I know most people would say that people should have the right to self-identify, but that doesn’t mean we always really allow them to do that. None of us are immune: The gender binary has been ingrained in us since the moment we left the womb. Most of the time it is unconscious, and even the most experienced gender scholars can’t recognize every subtle impact gender has on our lives. It would be impossible. Only someone who has lived genderlessly (i.e. no one) could really see all of the intricacies of gender.
And gender isn’t the only identity we don’t get to choose, as they are all perceived and assigned to us as well. A good example is race. In America, a mixed black and white person is either black or white. They can be light-skinned, but they are still read as black if there is any hint of it. And a light-skinned person who is read as white probably has a different experience than those of others.
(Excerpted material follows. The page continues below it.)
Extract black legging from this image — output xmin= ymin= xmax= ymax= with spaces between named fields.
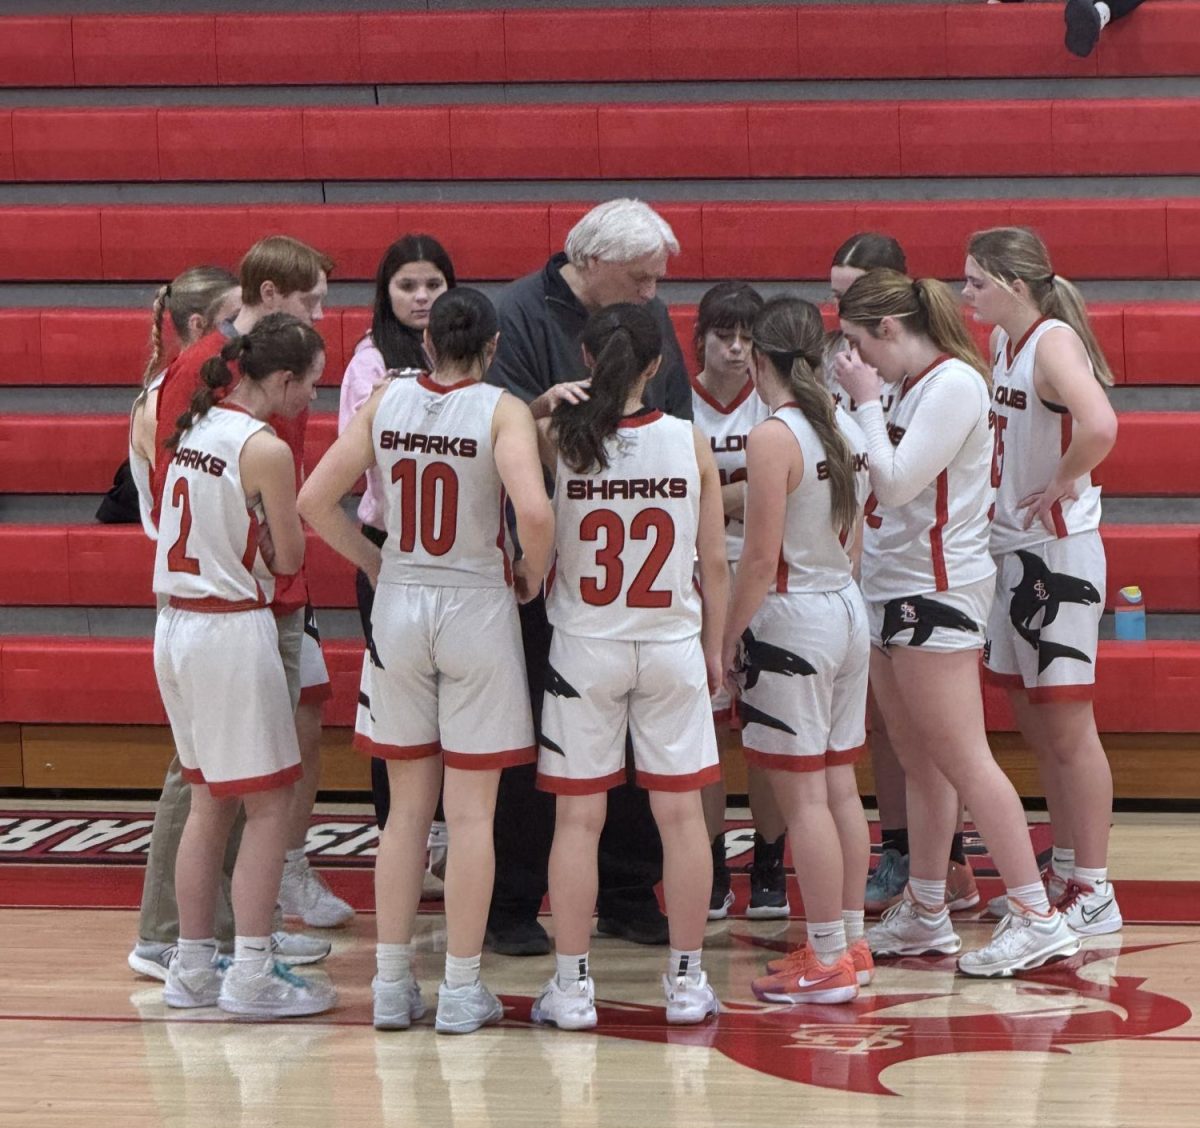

What someone is actually isn’t nearly as important as what people think you are. You are treated by other people by how they perceive your identities, regardless of how you might identify yourself.
But I just mentioned race and that always raises a read flag. Almost any mention of race leads people to automatically call you a racist, for some reason. Probably because we have been conditioned as to what topics are acceptable, we are supposed to be color blind, but that’s impossible: For example, for me, a woman to say I am uncomfortable around men is fine, but for me a white person to say the same thing about oh, any race, would make me a racist, but they are both prejudiced views.
I really just want people to be honest. Most everyone I discuss gender with pretends like they are perfect, that they never project their own views and labels on another even ever so subtly, but that is completely and utterly false. In fact, admitting that you do it is a step in the right direction; pretending that it doesn’t exist or taking a holier-than-thou attitude when it comes to perceiving others leaves no room to talk about it honestly, how the world really is. The only way someone can be an ally to another group or individual is to admit that you don’t have all the answers or really know what it is like to be that person, but that you are trying to recognize the biases you have and combat them, as well as support the group or individual.
You are going to mess up. You will still put labels on people that don’t match with their self-identification. But the first step to overcoming these practices and breaking down the social construction of the binary is to open up dialogue about how we as individuals and a society go through the labeling process and what it all means. Then we can really queer things up.